Barely a dozen years ago, the high priests of computerdom mocked “hackers” as clever misfits and dismissed personal computers as “toys.” The revenge of the nerds, as Bill Gates will cheerfully tell you, has been both sweet and lucrative.
Today, technology and opportunity are rapidly conspiring to create a new generation of hackers. But these folks won’t hack software bits or silicon chips; they’ll hack E. coli, restriction enzymes and double helixes--life itself. Call them “biohackers.” Instead of joy-riding computer networks, they’ll get their kicks out of reprogramming DNA--for better and for worse.
While market forces have yet to spawn the Bill Gates of biotech or the Mitch Kapor of cloning, that’s purely a matter of time. Both technologically and economically, the time is ripe for biohacking to emerge as both a technical and entrepreneurial subculture. Who knows what the DOS of DNA or the Lotus 1-2-3 of microbial manipulation will be? These are now serious questions. Elite molecular biologists may scoff, but biohacking is rapidly becoming a widely diffused skill.
“High school kids are doing things on their own that bright post-docs were doing 10 years ago,” says Vivian Lee, a New York-based biotech industry consultant. “The technology is likely to become even more accessible three years from now, so it should become even more technically trivial to do interesting things. . . . Could we have ‘biotech dweebs’ (biohacking) in their kitchens or their bathtubs? Yeah.”
“It’s exactly the same as putting together your first radio,” insists Rockefeller University molecular biologist Peter Model, who has a high school student helping with his virus research. “In fact, it’s even easier. It’s more like writing software. You can get the klutziest student in the world and they’ll still do all right.
“You could definitely do interesting--and, under special circumstances--especially useful things,” he continues. “You could make your own ‘glow-in-the-dark’ bacteria or get that bacteria to make alpha interferon--no question about it.”
In fact, it’s not brilliant teen-agers but developing countries that are now showing the way in pioneering and provocative discount biotech.
“I was bowled off my feet by what I saw family farmers doing in Vietnam,” says John H. Dodds, a professor of horticulture at Michigan State University and a leader at bringing biotech to the Third World. “We had a family unit set up a plant tissue culture lab that produced over 250,000 potato plants for under $100.”
Dodds says he wouldn’t be surprised to see this sort of biotech-on-the-cheap come to genetic engineering.
Indeed, any enterprising individual could buy reagents, enzymes and bacteria to twiddle a few genes at prices far lower than the original personal computer kits of about 15 years ago. Model argues that budding biohackers could even build a cheapo polymerase chain reaction machine--the machine tool of biotechnology--for under $500. Clearly, price isn’t the problem.
Of course, says Caltech biology professor Elliot Meyrowitz, “You have to ask yourself why (bio-hacking) hasn’t caught on,” even though much of the technology has already been around for a decade.
While Meyrowitz concedes that barriers to biotech are crumbling, he says there still aren’t all that many exciting things people can do at home. But that didn’t stop the early computer hackers.

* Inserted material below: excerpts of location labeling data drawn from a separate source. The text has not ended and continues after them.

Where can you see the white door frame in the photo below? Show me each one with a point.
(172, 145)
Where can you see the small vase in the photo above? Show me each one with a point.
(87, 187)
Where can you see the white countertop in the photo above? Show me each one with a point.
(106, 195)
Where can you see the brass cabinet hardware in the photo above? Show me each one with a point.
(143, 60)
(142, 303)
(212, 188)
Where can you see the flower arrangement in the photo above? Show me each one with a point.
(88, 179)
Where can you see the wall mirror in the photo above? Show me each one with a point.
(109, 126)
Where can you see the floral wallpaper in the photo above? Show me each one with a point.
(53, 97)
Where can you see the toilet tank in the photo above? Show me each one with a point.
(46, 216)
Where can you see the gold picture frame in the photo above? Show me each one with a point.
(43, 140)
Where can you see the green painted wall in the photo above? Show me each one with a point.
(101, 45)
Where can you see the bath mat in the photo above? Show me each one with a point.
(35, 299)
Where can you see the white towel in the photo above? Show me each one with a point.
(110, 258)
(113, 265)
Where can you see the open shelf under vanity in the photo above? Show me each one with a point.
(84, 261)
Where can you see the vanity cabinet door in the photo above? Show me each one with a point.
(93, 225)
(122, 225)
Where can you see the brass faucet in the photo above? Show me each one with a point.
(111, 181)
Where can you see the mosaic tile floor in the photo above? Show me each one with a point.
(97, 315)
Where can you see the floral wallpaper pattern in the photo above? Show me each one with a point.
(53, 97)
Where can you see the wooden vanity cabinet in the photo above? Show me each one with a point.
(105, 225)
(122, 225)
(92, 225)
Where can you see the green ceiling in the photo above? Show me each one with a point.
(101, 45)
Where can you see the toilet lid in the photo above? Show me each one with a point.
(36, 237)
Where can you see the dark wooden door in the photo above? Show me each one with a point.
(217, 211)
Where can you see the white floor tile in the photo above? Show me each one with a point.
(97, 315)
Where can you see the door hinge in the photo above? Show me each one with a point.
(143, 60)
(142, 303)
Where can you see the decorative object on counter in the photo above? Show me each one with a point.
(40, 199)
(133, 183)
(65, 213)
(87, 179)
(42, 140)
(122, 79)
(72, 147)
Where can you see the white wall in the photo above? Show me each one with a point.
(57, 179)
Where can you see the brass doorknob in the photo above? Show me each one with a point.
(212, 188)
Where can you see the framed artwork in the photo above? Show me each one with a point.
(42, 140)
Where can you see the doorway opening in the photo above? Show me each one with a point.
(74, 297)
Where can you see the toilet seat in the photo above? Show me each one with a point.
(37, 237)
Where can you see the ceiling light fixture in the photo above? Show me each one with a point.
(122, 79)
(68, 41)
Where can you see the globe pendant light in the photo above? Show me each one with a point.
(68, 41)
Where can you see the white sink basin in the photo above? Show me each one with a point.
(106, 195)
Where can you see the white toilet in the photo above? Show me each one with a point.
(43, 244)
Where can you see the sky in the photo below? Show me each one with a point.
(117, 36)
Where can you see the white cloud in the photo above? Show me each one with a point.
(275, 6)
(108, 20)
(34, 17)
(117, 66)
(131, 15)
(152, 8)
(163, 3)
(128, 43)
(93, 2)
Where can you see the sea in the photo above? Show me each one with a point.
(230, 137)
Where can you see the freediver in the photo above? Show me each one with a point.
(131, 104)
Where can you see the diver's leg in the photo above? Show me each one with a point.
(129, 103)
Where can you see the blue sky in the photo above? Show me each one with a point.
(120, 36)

Nor did legal barriers. The same might be true for the biohackers of tomorrow. There is an Environmental Protection Agency, after all, but how might it track all the bathtub biotech in suburbia?
America wrung its hands over Calgene’s FlavrSavr, a single bioengineered tomato. What happens when biohackers start growing genetically turbocharged vegetables in their own back yard?
Perhaps the issue is cultural. In the 1950s, kids fooled around with chemistry sets. Maybe biochemistry sets in the 1990s hold little appeal. In this media age, perhaps bright teen-agers would rather tinker with clean keyboards than messy enzymes.
On the other hand, biotech is sliding down the same sort of cost curve as computers. You can do more and more manipulation with less and less money. Is it that silly to imagine that people can be as clever reprogramming bacteria as they were in programming video games? Maybe we’ll see the Nintendo of E. coli genetic games.
“I can see it like a cottage industry--like weaving,” says Rockefeller’s Model. “It could attract the same subset of kids who now play with computers.”
And if that subset includes kids like Bill Gates, Mitch Kapor or Steve Jobs, then the Mercks, Genentechs and Calgenes had better be prepared for a very interesting time. So should society. “Do you really want your neighbor’s kid to be cooking up genetically tinkered E. coli bacteria?” asks biotech consultant Lee.
All of a sudden, computer viruses don’t look so bad after all.